Q.3. Among alkali metals in aqueous solution, Li⁺ ion has the lowest mobility. Why?
Ans. Because of smallest size among alkali metals, Li⁺ ions are most highly hydrated in aqueous solution. As a result, among alkali metals, mass of hydrated lithium ion is the highest and thus lowest ionic mobility.

Q.4. Why alkali metals impart color to the flame?
Ans. Alkali metals have low ionization enthalpies. Their valence electrons easily absorb energy from the flame and are excited to higher energy levels. When these excited electrons return to the ground state, the absorbed energy is emitted in form of light.

Q.5. Why can caesium be used in photoelectric cell while lithium cannot?
Ans. Caesium has the lowest while Lithium has the highest ionization enthalpy. Hence, Cs can lose electrons very easily whilie Li cannot.

Q.6. Lithium has highest ionization enthalpy in group 1 elements, yet it is the strongest reducing agent, Why?
Ans. In aqueous solutions, the tendency of an element to lose electrons does not entirely depend upon its ionization enthalpy. It also depend upon its enthalpy of Sublimation and the enthalpy of Hydration of the ion left after the loss of an electron. The combined effect of these factors is measured in terms of electrode potential. Since lithium has the most negative (-3.04 V) electrode potential of group 1 elements, therefore, lithium is the strongest reducing agent.

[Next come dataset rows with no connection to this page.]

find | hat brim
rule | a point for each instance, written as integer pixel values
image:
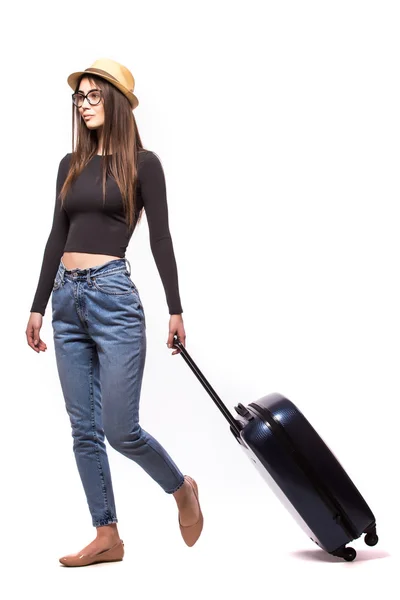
(74, 77)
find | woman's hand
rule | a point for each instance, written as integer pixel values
(32, 333)
(176, 327)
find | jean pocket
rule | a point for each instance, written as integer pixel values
(57, 282)
(116, 284)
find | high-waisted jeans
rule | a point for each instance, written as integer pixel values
(99, 332)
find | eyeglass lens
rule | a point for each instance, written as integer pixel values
(93, 98)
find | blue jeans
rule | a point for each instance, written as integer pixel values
(99, 333)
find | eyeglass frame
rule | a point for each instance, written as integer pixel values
(86, 96)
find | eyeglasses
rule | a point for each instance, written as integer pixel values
(93, 97)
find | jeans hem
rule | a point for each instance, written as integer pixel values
(177, 488)
(103, 522)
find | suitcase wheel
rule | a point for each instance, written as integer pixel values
(371, 539)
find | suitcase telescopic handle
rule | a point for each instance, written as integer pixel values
(235, 426)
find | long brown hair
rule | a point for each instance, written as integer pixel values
(120, 133)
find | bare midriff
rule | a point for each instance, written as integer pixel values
(82, 260)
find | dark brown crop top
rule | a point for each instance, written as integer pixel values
(85, 225)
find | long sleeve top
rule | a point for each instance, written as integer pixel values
(85, 224)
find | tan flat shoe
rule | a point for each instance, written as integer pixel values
(114, 553)
(191, 533)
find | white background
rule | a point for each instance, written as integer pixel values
(277, 124)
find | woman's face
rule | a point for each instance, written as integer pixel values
(93, 116)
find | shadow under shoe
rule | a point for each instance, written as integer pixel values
(191, 533)
(113, 554)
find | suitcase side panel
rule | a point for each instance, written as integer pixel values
(327, 468)
(291, 486)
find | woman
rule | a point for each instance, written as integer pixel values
(98, 320)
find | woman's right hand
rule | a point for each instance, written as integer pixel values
(33, 332)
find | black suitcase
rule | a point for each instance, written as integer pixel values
(300, 468)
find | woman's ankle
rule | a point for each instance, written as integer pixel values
(109, 531)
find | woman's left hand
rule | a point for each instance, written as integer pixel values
(176, 327)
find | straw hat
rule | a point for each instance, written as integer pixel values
(113, 72)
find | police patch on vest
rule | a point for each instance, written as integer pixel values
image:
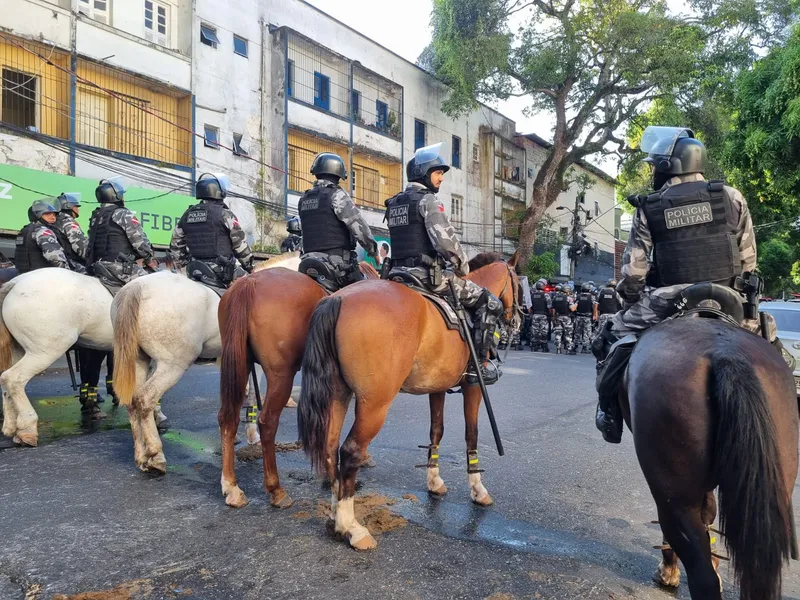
(197, 216)
(685, 216)
(398, 215)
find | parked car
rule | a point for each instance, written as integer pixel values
(787, 318)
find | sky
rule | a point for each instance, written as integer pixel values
(403, 27)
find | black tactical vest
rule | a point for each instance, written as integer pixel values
(561, 304)
(584, 303)
(539, 302)
(206, 235)
(407, 227)
(27, 254)
(607, 302)
(106, 239)
(322, 229)
(693, 228)
(59, 229)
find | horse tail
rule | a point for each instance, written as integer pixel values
(234, 361)
(6, 341)
(126, 341)
(754, 509)
(322, 381)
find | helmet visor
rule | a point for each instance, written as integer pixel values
(660, 140)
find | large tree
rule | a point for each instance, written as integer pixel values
(592, 65)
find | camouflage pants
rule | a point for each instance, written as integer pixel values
(118, 270)
(539, 330)
(583, 331)
(562, 331)
(656, 306)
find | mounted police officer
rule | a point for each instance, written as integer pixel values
(585, 313)
(608, 304)
(37, 245)
(331, 225)
(293, 243)
(209, 233)
(541, 305)
(688, 231)
(562, 309)
(69, 233)
(423, 239)
(116, 238)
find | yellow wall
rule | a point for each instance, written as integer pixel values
(52, 86)
(376, 179)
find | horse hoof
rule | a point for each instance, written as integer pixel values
(236, 498)
(667, 576)
(280, 499)
(364, 543)
(485, 500)
(439, 491)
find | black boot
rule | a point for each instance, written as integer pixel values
(610, 374)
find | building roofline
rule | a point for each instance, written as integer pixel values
(586, 165)
(390, 51)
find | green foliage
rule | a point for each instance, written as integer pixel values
(541, 265)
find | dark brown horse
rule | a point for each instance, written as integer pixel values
(712, 406)
(373, 340)
(263, 317)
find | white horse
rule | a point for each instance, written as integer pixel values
(43, 313)
(169, 321)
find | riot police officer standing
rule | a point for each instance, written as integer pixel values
(116, 238)
(423, 239)
(331, 226)
(209, 232)
(293, 243)
(37, 245)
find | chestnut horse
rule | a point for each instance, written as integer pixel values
(373, 340)
(711, 406)
(263, 317)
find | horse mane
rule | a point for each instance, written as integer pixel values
(485, 258)
(276, 261)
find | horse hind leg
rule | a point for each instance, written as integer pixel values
(687, 534)
(436, 485)
(21, 421)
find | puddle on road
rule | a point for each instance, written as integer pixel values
(60, 417)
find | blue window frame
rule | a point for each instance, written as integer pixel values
(382, 115)
(355, 104)
(456, 152)
(322, 91)
(419, 134)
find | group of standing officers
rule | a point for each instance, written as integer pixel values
(573, 319)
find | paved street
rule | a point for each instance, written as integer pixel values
(570, 520)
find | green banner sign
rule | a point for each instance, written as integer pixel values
(157, 212)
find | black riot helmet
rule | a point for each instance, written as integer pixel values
(68, 200)
(293, 226)
(327, 165)
(212, 186)
(41, 208)
(673, 151)
(110, 191)
(426, 160)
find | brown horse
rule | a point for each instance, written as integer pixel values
(712, 406)
(373, 340)
(263, 317)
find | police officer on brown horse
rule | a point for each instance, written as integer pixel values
(331, 226)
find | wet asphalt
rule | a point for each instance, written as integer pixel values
(571, 517)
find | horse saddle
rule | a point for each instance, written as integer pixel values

Q.7. Sodium fire in the laboratory should not be extinguished by pouring water. Why?
Ans.7. The reaction of sodium with H₂O is so exothermic that the H₂ produced catches fire.
2  Na     +     2 H₂O    ===>    2 NaOH    +    H₂
As a result, the fire spreads rather than being extinguished. Therfore, H₂O should not be used for extinguishing sodium fire. Instead pyrene (CCl₄) should be used. When CCl₄ is sprinked over fire, it being volatile (b.p. 350K) immediately forms vapors. These vapours being non-inflammable and heavy, surround the fire. As a result, supply of air is cut off and the fire gets extinguished.

Q.8.Why is it that on being heated in excess supply of air, K, Rb and Cs form superoxides in preference to oxides and peroxides?
Ans.8. K⁺, Rb⁺, and Cs+ are large cations and superoxide ion (O₂)^- is larger than oxide (O^2-) and peroxide (O₂)^2- ions. Since due to higher lattice energies, a large cation stabilizes a large anion, therefore, these metals form superoxides in preference to oxides and peroxides.

Q.9. Why superoxides of alkali metals are paramagnetic while normal oxides are diamagnetic?                          
Ans.9. Superoxieds contain the ion (O₂)^- which has the structure   containing a three electron bond, i.e., it has one unpaired electron and hence is paramagnetic. Normal oxides containing the ion   do not have any unpaired electron and hence are diamagnetic.

Q.10. Why alkali metals are normally kept in kerosene oil?
Ans. This is because in the air they are very easily oxidized to oxides which may dissolve in the moisture of the air to form hydroxides or they also combine directly with water vapors present in moisture to form hydroxides. The hydroxides, in turn, may combine with CO2 of the atmosphere to form carbonates.
4 M    +    O₂   ====>    2 M₂O
M₂O   +    H₂O    ====> 2 MOH
2 MOH    +    CO₂    ====>    M₂CO₃     +     H₂O
Therefore, to protect them from air and moisture, they are kept under kerosene oil.

Q.11. What makes lithium to show properties uncommon to the rest of the alkali metals?
Ans.11. The unusual properties of lithium as compared to other alkali metals is due to (i) the exceptionally small size of its atom and ion, (ii) high polarizing power (charge/size ratio), (iii) high ionization enthalpy and (iv) absence of d-orbitals.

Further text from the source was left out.